Pot shop burglars nabbed over $100K in cash in Chicago heist, cops say

The suspects, who may have used a keycard to gain access to the shop, left without taking any pot products.

SHARE Pot shop burglars nabbed over $100K in cash in Chicago heist, cops say

City inspectors walk out of MOCA Modern Cannabis on Dec. 20 after a compliance inspection ahead of legal weed sales Jan. 1.

Nader Issa/Sun-Times

The burglars who struck a marijuana dispensary in Logan Square earlier this week in a potential inside job made off with more than $100,000 in cash, Chicago police said Friday.

Early Monday, multiple people broke into MOCA at 2847 W. Fullerton, according to police and the dispensary’s owner. The suspects, who may have used a keycard to gain access to the shop, then stole more than $100,000 and left without taking any pot products.
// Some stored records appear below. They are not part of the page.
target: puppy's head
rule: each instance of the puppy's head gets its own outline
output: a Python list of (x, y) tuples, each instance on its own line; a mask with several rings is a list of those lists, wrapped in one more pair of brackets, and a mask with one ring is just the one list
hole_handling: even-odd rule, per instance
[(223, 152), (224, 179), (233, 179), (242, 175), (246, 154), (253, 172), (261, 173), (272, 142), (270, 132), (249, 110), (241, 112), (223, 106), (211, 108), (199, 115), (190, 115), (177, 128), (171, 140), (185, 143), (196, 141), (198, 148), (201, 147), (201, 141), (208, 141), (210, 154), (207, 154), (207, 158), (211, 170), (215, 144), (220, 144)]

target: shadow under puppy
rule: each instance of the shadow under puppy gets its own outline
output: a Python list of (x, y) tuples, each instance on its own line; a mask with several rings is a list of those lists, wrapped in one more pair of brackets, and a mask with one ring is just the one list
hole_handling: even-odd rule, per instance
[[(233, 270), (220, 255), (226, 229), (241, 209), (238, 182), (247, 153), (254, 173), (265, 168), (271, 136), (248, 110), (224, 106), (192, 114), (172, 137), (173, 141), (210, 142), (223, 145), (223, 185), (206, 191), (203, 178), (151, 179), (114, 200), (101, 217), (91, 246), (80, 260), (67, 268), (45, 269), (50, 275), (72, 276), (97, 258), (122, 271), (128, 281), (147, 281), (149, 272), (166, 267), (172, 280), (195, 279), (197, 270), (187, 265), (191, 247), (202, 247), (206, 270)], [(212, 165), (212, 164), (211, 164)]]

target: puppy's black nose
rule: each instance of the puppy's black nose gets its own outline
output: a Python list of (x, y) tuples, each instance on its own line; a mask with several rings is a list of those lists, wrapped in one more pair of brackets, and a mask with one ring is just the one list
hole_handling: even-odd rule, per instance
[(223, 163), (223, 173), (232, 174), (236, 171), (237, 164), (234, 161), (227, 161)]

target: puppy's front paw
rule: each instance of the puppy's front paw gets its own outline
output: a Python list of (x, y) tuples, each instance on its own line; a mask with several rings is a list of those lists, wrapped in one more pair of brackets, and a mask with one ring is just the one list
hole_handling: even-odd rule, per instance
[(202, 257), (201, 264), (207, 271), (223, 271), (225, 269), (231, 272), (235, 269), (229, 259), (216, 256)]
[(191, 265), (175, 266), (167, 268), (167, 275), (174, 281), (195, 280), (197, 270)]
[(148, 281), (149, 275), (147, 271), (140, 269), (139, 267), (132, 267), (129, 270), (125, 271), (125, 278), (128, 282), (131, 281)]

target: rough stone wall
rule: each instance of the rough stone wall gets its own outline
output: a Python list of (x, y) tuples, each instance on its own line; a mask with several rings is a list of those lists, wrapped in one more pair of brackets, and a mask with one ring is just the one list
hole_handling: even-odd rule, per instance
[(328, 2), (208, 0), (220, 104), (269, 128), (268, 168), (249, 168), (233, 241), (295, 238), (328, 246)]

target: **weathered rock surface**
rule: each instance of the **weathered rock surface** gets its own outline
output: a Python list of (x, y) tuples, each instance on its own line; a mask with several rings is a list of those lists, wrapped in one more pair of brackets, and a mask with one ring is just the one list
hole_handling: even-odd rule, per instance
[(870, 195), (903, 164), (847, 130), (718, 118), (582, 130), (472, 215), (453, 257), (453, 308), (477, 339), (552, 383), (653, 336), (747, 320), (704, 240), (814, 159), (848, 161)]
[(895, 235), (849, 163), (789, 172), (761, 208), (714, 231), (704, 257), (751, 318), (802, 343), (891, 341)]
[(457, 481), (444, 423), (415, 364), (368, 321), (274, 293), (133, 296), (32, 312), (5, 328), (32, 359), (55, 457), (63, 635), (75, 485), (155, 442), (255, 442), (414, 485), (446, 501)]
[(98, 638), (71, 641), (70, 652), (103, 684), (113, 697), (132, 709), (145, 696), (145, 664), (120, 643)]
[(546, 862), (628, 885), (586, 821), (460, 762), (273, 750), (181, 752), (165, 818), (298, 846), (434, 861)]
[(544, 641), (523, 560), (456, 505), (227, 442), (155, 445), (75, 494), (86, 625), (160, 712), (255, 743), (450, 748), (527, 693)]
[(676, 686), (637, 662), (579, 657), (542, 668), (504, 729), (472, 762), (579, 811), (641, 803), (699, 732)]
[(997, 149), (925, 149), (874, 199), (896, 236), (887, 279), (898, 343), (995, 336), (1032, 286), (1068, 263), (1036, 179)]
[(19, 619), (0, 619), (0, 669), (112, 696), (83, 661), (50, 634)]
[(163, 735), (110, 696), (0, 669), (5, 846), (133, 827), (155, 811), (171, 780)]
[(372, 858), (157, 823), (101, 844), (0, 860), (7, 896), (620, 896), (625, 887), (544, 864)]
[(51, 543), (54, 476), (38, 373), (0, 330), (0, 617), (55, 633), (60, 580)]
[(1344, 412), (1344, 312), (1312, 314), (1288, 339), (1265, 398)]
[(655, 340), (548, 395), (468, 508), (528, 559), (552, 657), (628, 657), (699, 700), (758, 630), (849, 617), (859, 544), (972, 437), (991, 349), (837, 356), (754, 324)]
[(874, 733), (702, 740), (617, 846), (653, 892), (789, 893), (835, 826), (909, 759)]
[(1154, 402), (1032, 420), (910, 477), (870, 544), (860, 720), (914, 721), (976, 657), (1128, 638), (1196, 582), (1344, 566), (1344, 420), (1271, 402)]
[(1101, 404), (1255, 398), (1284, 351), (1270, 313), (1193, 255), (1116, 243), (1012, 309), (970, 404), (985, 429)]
“We suspect that the individuals who committed this burglary had very specific knowledge of the floor itself,” said police spokesman Anthony Guglielmi. “We are definitely working with the store management and ownership to finish off a checklist of things we want done, but there is no question that this was not a random burglary.”

No one has been taken into custody, Guglielmi said.

Danny Marks, MOCA’s owner, declined to comment on the amount of cash that was stolen.

Earlier this week, Marks said the break-in happened about 3 a.m. that morning. While no security or other staff was present during the break-in, Marks noted that the store’s security system “is of the highest standards and we have licensed security staff on site during all open hours.”

“We take security extremely seriously and have never experienced an incident like this since we first opened in 2016,” Marks said of the burglary, which took place just five days after recreational marijuana was legalized statewide. Like other dispensaries in the city, MOCA saw throngs of new customers who spent nearly $11 million statewide in the first five days of sales.

Illinois’ pot lawrequires dispensaries to have continuous video surveillance and a contract with a private security company. In addition, stores must keep all cannabis and money in a “reinforced vault room” to prevent theft.

Because marijuana is still illegal on the federal level, pot companies are left with limited options for banking and processing transactions. Like many other Illinois dispensaries, MOCA only accepts cash that is later deposited at the few banks that do business with cannabis firms.

Though legislation aimed at addressing the banking issue passed the Illinois General Assembly last year, a similar measure has stalled in the U.S. Senate after passing the House. Illinois State Treasurer Michael Frerichs, a staunch advocate for banking reform in the cannabis industry, championed the legislation in Illinois.

“In 2018, there was an estimated $136 million in legal cannabis sales in Illinois alone. That much cash in any industry is ripe for theft, fraud, and tax evasion,” Frerichs previously said in a statement.

“By encouraging financial institutions to provide basic banking services to cannabis-related businesses, these businesses will be able to pay their taxes and fees transparently, comply with regulations, and thrive just like any other legal commercial enterprise.”